Monday 12th December 2016
quotequote all
I peaked at 3% but they have added new stuff so I regressed...

Simpo Two

91,360 posts

288 months

Monday 12th December 2016
quotequote all
That's progress. Eventually you learn to settle for sitting at the bottom of the escalator having an easy life smile

MitchT

17,089 posts

232 months

Monday 12th December 2016
quotequote all
Simpo Two said:
I doubt anyone understands all of PS.
True. I've been tinkering with it for 20 years+ via my work but someone else who uses it for different purposes might know it in a completely different way. Multiply that concept by numerous users!

blindspot

Original Poster:

352 posts

166 months

Monday 12th December 2016
quotequote all
Quite. By 'understand' I suppose that I mean be slightly less than totally baffled by the main screen.

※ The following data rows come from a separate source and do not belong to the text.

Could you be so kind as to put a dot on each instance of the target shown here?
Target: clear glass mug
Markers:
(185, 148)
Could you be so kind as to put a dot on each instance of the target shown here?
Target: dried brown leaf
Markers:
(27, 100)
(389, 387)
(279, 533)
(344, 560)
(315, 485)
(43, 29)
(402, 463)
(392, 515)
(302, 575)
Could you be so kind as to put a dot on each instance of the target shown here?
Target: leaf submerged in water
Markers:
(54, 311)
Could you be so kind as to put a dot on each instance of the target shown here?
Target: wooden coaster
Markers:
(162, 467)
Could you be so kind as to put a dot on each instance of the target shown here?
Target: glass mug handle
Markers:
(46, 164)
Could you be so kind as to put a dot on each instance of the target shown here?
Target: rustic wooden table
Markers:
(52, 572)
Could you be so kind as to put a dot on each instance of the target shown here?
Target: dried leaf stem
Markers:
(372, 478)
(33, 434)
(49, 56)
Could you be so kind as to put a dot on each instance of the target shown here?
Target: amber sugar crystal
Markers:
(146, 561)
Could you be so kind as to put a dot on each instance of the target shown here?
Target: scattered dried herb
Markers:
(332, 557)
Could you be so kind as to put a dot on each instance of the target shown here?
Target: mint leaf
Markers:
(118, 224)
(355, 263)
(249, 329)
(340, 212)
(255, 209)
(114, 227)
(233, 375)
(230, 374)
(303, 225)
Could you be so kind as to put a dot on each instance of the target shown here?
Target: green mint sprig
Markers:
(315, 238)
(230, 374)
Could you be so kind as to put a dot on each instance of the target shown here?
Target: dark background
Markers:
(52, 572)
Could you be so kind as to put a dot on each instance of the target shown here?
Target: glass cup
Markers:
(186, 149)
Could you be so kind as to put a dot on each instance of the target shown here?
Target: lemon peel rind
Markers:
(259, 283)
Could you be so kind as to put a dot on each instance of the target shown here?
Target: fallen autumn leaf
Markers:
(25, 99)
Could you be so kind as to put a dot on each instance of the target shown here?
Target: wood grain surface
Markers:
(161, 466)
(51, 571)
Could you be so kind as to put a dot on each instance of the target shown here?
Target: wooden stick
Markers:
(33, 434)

Perhaps evem be able to switch a flat sky for a more interesting one, or be able to selectively alter exposure within a photo.

Simpo Two

91,360 posts

288 months

Monday 12th December 2016
quotequote all
blindspot said:
or be able to selectively alter exposure within a photo.
Oh that's easy! Many of my photos depend on that, either via C1 Pro + PS, or PS alone. But I doubt my way is the same as yours spin

RobDickinson

31,343 posts

277 months

Monday 12th December 2016
quotequote all
Go youtube some tutotials.

learn about the basc tools, layers and masks

blindspot

Original Poster:

352 posts

166 months

Monday 12th December 2016
quotequote all
Is there a presemter/channel who are particularly good for this sort of thing? Ideally the sort that tell you why you're doing something rather than a bare list of actions?

Simpo Two

91,360 posts

288 months

Tuesday 13th December 2016
quotequote all
If you're in or can get to East Anglia I can show you what I know.

blindspot

Original Poster:

352 posts

166 months

Tuesday 13th December 2016
quotequote all
Thank you for the offer - I'm in Berks, so buzzing over for a lesson will eat more time than I can really justify at the moment.

I've spent some time with Adobe's own tutorials this morning and it is starting to make a lot more sense.


FidoGoRetroGo

125 posts

112 months

Thursday 15th December 2016
quotequote all
Alien Skin does nice things without much effort.